Some looks reimagined suit tailoring as strapless dresses while others elongated pinstriped blazers into coats. I adored the simplicity and beauty of a black suit with a foldover lapel on one side and an asymmetrical button running catty-corner to it (Look 15). Trenches were in their own league of excellence, particularly one in eggplant leather. This was Burton’s exploration of the anatomy of clothing, and how materials can be molded and tailored to exalt the human form. She gave a masterclass on it.

The anatomy of flowers came in exploded forms that were transformed into dresses: one was royal purple and worn by French singer Yseult Onguenet, who recently fronted a McQueen campaign. Another was in rich red leather with a shoulder-hugging accent on one side. Other looks were printed with X-Ray orchid blossoms. This motif was repeated on trenches and coat-dresses alike.
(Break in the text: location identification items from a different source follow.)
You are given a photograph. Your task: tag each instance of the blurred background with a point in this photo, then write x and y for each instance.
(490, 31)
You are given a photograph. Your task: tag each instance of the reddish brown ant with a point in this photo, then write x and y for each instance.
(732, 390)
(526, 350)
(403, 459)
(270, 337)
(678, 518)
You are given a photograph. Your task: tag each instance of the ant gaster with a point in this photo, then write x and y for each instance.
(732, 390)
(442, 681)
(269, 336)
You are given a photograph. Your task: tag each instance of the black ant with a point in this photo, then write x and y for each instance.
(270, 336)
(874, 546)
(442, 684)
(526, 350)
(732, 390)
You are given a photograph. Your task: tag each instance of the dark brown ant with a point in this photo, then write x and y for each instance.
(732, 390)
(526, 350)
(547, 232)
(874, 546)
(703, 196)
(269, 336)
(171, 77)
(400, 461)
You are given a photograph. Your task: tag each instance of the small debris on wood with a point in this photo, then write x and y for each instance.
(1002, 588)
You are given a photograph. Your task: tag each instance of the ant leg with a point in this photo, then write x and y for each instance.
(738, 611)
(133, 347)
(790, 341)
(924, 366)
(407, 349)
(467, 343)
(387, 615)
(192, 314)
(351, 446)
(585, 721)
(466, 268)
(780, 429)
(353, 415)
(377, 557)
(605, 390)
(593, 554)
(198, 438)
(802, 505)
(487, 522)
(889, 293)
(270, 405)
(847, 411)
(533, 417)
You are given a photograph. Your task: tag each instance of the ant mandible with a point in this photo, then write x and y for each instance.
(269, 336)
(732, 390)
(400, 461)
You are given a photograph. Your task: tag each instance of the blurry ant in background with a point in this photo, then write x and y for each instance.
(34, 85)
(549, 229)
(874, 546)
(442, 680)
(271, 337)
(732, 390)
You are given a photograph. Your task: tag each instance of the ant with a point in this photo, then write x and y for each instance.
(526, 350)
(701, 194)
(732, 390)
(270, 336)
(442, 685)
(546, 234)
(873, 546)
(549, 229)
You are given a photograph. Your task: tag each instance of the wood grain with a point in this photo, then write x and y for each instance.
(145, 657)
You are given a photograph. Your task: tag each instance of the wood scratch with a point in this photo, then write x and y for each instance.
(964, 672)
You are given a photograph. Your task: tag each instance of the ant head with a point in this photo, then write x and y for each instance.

It was a feast for the eyes and a balm to the soul.

Other surprises: beaded black dresses with slashed fringes that recalled Lee McQueen’s ‘Joan’ dresses for Fall/Winter 1998 or his looped and dripping fringes from Spring/Summer 1998. One exquisite pewter silver look worn by Adut Akech recalled Burton’s ‘Lovespoons’ collection (which Adut Akech also wore at the time). Self-referential fashion at its finest. It was love at first sight when it came to a cream dress hugged with rope attachments. You have never seen a look walked more beautifully, I promise.
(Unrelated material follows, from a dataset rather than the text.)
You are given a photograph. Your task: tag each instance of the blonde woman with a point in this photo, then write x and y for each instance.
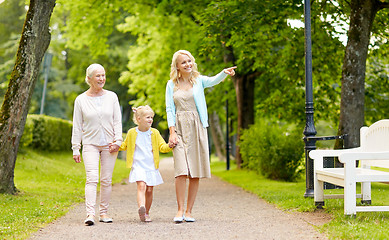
(187, 120)
(97, 122)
There were also stiff denim and leather separates that felt like armor, as did a black suit with corpuscular silver attachments that clung to the shoulders like barnacles. Later looks turned models into walking flowers, some with high crumb-catcher necklines, and others with immensely frilled shoulders. What’s more is that every single look had something to say. There wasn’t a wasted moment or an idea that was repeated to the point of being dull. It was a feast for the eyes and a balm to the soul. It’s my prediction that this show will go down in fashion history as her best work for the house.